Yesterday, I graduated from Harvard with a Bachelor of Science in Engineering Sciences, with a focus on Environmental Science and Engineering.
When I was in third grade, a student teacher who used to visit our class said it’d be the last time she’d come see us because she was going off to college. I had to ask her what that was, but once she explained to me that after you finish up school you get to do even more school and study all the things you really love, I got excited. At nine years old, I found out that I could keep doing school forever and I was so eager. But as the first person in my family, and most of my own community, that went to college, the only one I had heard of was Harvard from tv and movies. So that was where I would go. In middle school when we sat down to look up colleges and careers after aptitude tests, I sat there scrolling through college websites to read more and more about Harvard.

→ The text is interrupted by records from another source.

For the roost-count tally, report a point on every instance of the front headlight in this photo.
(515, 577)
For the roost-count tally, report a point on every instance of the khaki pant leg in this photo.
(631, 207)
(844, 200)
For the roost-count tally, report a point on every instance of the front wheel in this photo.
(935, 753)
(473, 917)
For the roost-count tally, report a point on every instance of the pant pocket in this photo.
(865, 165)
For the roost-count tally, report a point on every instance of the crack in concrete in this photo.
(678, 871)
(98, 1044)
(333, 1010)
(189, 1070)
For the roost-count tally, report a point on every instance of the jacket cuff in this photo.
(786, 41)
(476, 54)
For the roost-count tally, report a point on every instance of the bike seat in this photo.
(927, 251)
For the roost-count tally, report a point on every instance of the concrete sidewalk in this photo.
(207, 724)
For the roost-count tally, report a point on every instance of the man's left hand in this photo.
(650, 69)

It got me teased, to say the least.
I graduated Harvard as a first-gen, low-income, underrepresented student after years of being told I would never get this far. But even though these four years at Harvard have put more than just a physical distance between me and home, I wouldn’t be who I am today without where I come from and who raised me.
I did this for my family, who has always believed in me. When I was very young, I would beg my mom for books at the grocery store every week to keep reading, and even when there was barely money for the groceries we needed, she found a way. She always found a way. My mom is my hero and the biggest source of support I have. Seeing I was getting bored in school because I caught on quickly and finished homework fast, she asked my schools what advanced topics they could give me to keep me growing but was told time and time again that there weren’t options. Between some amazing individual teachers and my mom, I was given plenty of extra books to read that were far above my reading levels, math lessons taken from photocopied books taken off the internet in additional to what the class could provide, and countless offers to read absolutely anything and everything I wrote in my spare time.

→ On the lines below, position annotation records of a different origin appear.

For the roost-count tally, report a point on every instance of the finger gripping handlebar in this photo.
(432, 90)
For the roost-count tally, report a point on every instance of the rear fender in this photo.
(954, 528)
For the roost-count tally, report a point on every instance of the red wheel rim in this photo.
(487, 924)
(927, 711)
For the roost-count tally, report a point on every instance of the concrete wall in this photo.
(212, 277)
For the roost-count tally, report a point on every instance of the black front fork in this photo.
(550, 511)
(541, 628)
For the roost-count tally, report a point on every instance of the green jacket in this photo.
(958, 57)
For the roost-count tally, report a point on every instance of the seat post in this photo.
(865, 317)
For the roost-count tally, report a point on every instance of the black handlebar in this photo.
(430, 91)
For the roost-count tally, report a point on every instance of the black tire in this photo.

My high school didn’t offer an AP Physics course, but after a summer at MIT for MITES I knew I wanted something more. The same went for AP Calculus BC. After being told those classes likely would never be offered because I was the only student who would be in them, I went directly to my physics and calculus teachers and asked them what I could do. Only through their help and guidance was I able to do independent study AP Physics and work on AP Calc BC alongside my AP Calc AB class. I never took no for an answer, and I was blessed to find the most amazing teachers and have the most supportive family that taught me that I should never settle or be satisfied with less than I deserved. And, more importantly, not to believe what other people tell me I deserve rather than what I myself want.
I was told that my interests weren’t “smart enough” and even called dumb to my face all through out school before college. Regardless of all the times my high school teachers would announce the highest grade on a test to the class and I’d have to watch all my classmates congratulate one of the boys immediately, assuming it was them, but I never said anything when that highest-scored test was first handed back and landed on my desk. When people mocked me for saying I wanted to go to Harvard, I used that to motivate me through all the stress and obstacles.

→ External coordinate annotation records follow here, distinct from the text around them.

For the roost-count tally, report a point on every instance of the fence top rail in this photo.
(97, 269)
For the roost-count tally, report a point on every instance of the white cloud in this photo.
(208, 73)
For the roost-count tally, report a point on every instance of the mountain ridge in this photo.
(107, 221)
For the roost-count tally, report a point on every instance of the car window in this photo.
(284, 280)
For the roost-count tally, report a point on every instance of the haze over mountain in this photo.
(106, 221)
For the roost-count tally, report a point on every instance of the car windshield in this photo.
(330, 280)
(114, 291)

I did this for my family, to make them proud. Having my family watch me accept my diploma yesterday was something I had long worried I wouldn’t be able to get. My family drove to Cambridge all the way from my home in Michigan, for over two days, just to come see me graduate. The love and support that I always know I will be able to tap into with my family is what gets me through all obstacles.
I did this for my community, to prove that it’s possible. Not only can girls be smart, but they can be happy doing it. I was told that I shouldn’t waste my summers doing school work at MIT, when I should be learning useful skills like cooking and sewing. I was told it was lucky I was going to Harvard, where I would finally find a guy smarter than me. My community told me that someday my greatest role would be as a wife and mother, and mocked me when I said I would rather be an engineer. But if it weren’t for always being told I couldn’t do it, I wouldn’t have had the strength, the tenacity, the resilience, the sheer willpower, to actually see this through.
I didn’t see many other girls in my engineering classes, and I often felt like none of my classmates shared my background. The additional hours of coursework that came with engineering had to be balanced with the shifts I worked for one of my three campus jobs, for the first three years of college. I sent money home to help with bills while still not feeling like I deserved anything new for myself. I couldn’t call home to ask for help with homework or advice about what internships to apply for. I could hardly explain to my family what college was even like, especially Harvard. I kept my head up high after hearing classmates talk about their own wealth, call individuals from my background “those people” when it would be a topic during a class, and being called “mouthy” by the person leading our class. But I got my degree.
I struggled through engineering because I didn’t feel like I belonged but I’ve helped change that.
This is what an engineer looks like. This is who can be an engineer.